Metal detecting security gates, such as those used during airport screening, are the sites of discipline leveled against the body. As recognized by Michel Foucault, on our bodies converge various mechanisms of control, as issued by the State, biomedical technologies, and capitalist pressures. For your normal traveler, airports have become sites of inconvenience and embarrassment, because of full body scanners, “enhanced” pat-downs and lengthy waiting times. But for those who are profiled because of their ethnicity or political views, airports are sites of humiliation and indignation. This discipline is justified because airports are liminal spaces where the normal right to privacy is increasingly in suspension.

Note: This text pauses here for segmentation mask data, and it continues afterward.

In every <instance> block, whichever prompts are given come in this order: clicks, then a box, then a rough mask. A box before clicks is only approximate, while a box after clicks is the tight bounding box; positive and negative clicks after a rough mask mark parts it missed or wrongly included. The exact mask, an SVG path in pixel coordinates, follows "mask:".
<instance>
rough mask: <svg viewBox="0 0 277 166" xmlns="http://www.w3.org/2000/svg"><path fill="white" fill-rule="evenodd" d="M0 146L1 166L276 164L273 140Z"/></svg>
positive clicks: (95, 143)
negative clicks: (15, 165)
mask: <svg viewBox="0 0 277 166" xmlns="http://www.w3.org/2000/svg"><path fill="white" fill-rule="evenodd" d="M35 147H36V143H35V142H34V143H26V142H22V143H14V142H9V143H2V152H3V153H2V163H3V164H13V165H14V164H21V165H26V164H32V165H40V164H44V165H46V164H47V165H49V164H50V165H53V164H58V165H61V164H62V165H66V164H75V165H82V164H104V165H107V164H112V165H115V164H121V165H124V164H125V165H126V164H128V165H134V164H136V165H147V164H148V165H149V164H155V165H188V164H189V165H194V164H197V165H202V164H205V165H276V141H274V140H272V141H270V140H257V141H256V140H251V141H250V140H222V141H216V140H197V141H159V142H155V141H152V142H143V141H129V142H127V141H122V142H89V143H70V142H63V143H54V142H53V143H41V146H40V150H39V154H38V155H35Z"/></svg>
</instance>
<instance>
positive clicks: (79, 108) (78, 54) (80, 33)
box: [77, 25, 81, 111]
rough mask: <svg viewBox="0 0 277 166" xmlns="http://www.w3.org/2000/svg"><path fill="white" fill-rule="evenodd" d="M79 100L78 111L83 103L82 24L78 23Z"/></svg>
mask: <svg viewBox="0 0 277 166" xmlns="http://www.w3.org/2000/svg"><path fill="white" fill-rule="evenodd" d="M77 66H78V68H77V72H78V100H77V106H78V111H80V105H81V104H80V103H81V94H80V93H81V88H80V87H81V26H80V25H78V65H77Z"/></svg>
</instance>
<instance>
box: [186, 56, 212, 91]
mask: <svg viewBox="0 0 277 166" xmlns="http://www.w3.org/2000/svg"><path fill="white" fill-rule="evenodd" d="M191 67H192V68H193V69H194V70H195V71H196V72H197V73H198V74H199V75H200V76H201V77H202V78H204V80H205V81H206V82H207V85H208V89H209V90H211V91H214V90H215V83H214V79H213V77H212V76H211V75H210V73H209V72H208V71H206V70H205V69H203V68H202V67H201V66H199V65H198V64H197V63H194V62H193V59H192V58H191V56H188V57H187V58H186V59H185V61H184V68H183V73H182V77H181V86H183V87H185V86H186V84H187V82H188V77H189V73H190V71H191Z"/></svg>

Security Gate 26.11 is an Arduino-based, interactive, electronic art work that detects wireless emissions given off by individuals, including cellular and smartphone transmissions, wifi, bluetooth, RFID, and others. Security Gate 26.11 produces individualized audiovisual responses to these transmissions. Our lives are subjected to daily forms of surveillance via mechanisms that are not recognizable to us as such precisely because they are not visible. Today, wireless transmissions are the corpus of control and repression, as evidenced by sophisticated governmental systems of mass surveillance and snooping (Carnivore and its variants) and corporate monitoring (data-mining and software recommendation systems).

By our participation in information networks (including cellphone usage, online browsing, email, SMS and others), we actively volunteer information about ourselves to forms of governmental and corporate surveillance. Security Gate 26.11 renders visible these invisible mechanisms of discipline and control and reveals our participation in possible tyrannies of our own creation.